BACKGROUND: We implemented the QuantiFERON-TB Gold In-Tube (QFT-GIT) based on peripheral blood mononuclear cells (QFT-PBMCs) and QFT Gold Plus (QFT-Plus) in patients with indeterminate results, and use Mit-Nil value to identify false negatives and impaired cellular immunity.
METHODS: One hundred seventy-one out of 2480 patients who had a QFT-GIT test were prospectively recruited and classified as high Nil (n = 35), low Mit (n = 75) and control (n = 61) cohorts. Head-to-head comparisons, i.e., QFT-PBMCs vs. QFT-GIT in high Nil cohort, QFT-Plus vs. QFT-GIT in low Mit cohort, and QFT-PBMCs vs. QFT-GIT in controls, were performed. Lymphocyte subsets counts were conducted in low Mit and control cohorts.

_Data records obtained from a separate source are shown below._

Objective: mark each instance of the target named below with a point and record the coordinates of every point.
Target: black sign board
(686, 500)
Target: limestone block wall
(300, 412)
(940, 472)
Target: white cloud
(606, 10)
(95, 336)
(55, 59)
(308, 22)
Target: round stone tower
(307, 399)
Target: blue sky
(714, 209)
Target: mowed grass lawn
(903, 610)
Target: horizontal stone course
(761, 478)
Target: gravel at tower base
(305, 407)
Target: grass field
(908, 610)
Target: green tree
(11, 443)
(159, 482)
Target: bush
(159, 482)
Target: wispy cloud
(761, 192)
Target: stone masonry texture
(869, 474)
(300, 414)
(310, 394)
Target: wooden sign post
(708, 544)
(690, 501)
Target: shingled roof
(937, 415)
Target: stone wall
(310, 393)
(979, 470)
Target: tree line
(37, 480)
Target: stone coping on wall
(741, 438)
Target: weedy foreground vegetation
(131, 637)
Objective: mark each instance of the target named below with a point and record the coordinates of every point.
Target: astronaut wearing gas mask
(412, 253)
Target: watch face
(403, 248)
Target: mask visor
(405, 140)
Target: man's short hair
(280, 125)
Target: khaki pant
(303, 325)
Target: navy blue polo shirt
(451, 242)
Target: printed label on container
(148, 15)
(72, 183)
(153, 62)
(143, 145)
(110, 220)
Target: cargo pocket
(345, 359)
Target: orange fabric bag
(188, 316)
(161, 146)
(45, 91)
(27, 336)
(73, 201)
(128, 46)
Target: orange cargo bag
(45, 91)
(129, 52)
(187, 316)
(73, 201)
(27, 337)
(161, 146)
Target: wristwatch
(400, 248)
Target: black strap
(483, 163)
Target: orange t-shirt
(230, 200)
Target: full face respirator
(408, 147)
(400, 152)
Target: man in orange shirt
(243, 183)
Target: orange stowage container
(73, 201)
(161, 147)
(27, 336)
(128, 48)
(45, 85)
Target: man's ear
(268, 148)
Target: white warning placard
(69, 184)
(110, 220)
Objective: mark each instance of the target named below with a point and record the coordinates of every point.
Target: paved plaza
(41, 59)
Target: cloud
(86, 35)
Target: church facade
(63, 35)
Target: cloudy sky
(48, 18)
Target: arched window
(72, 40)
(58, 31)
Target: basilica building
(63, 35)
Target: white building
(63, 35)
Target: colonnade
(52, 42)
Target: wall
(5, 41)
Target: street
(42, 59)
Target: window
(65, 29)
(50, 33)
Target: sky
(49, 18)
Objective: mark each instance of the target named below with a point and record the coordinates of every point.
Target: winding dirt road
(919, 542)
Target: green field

RESULTS: A significant reduction of positive rate only occurred in Mit-Nil < 6 IU/ml (p < 0.001). QFT-PBMCs yielded 100 % valid results and had a significant Nil decline in high Nil cohort (0.98 ± 1.06 vs. 9.55 ± 0.64 IU/ml, p < 0.0001), while correlated well with QFT-GIT for qualitative (Cohen\'s k = 0.93) and quantitative (TB-Ag [R2 = 0.91] and Mit [R2 = 0.94]) analyses. QFT-Plus produced 61.3 % valid results and had a significant Mit increase in low Mit cohort (0.82 ± 0.95 vs. 0.17 ± 0.11 IU/ml, p < 0.0001). Mit-Nil value significantly correlated with lymphocyte subsets counts (R:0.49-0.56, p < 0.0001), separately corresponding to thresholds of 4.26, 5.33, 5.55 and 5.81 IU/ml for predicting decreased total lymphocyte, T lymphocyte, CD4+ and CD8+ cells.
CONCLUSIONS: QFT that replacing whole blood with PBMCs should be recommended to handle high Nil samples, and QFT-Plus can declined the frequency of low Mit results. In addition, Mit-Nil < 6 and 5.81 IU/ml are potential thresholds to identify the risk of false negatives and impaired cellular immunity, respectively.